The Lookup Service provides a means for services to discover each other. Each service can query the Lookup service for other services, and register itself in the Lookup Service so other services may find it. For example, the GSM queries the LUS to find active GSCs.

Note that the Lookup service is primarily used for establishing the initial connection - once service X discovers service Y via the Lookup Service, it usually creates a direct connection to it without further involvement of the Lookup Service.

Service registrations in the LUS are lease-based, and each service periodically renews its lease. That way, if a service hangs or disconnects from the LUS, its registration will be cancelled when the lease expires.

For more information on the lookup service, refer to The Lookup Service.

Grid Service Agent

The Grid Service Agent (gs-agent) is a process manager that can spawn and manage Service Grid processes (Operating System level processes) such as The GSM, GSC, and The Lookup Service. Typically, the gs-agent is started with the hosting machine’s startup. Using the agent, you can bootstrap the entire cluster very easily, and start and stop additional GSCs, GSMs and lookup services at will.

Usually, each machine runs a single gs-agent. If you’re setting up multiple Service Grids separated by Lookup Groups or Locators, you’ll probably start a gs-agent per machine per group.

The gs-agent exposes the ability to start, restart, and kill a process either using the Administration and Monitoring API or the GigaSpaces UI.

High Availability

High availability is acheived by redundancy. The recommended way is to setup and start 3 XAP Managers (See XAP Manager High Availability.

Alternatively, it’s possible to manually configure and start multiple LUS and GSM instances. For more information on this see:

Advanced

Process Management

The gs-agent manages Operating System processes. There are two types of process management, local and global.

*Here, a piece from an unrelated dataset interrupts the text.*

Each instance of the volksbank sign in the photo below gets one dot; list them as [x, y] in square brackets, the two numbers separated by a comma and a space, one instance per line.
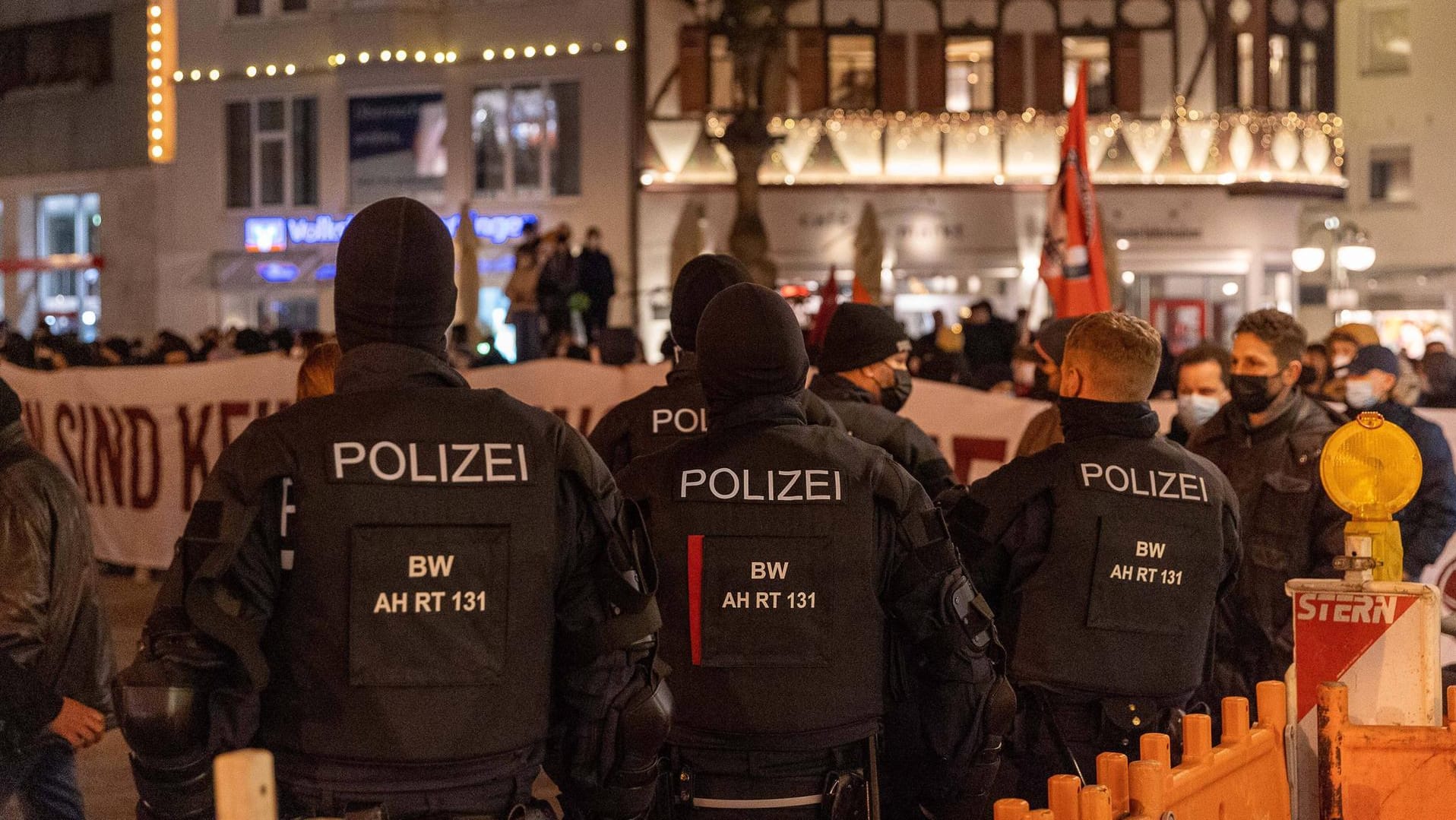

Local processes simply start the process type (for example, a Grid Service Container without taking into account any other process types running by different GSAs.

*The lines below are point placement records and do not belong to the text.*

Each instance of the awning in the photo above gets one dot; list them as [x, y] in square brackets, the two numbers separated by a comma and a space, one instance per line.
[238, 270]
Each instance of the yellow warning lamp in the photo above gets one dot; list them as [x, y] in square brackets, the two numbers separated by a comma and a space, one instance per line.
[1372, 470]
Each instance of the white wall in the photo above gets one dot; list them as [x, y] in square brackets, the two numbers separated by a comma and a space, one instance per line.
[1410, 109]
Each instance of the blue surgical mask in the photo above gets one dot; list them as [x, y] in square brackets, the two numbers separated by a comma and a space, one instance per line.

Global processes take into account the number of process types Grid Service Manager for example) that are currently running by other GSAs (within the same lookup groups or lookup locators). It will automatically try and run at least X number of processes across all the different GSAs (with a maximum of 1 process type per GSA). If a GSA running a process type that is managed globally fails, another GSA will identify the failure and start it in order to maintain at least X number of global process types.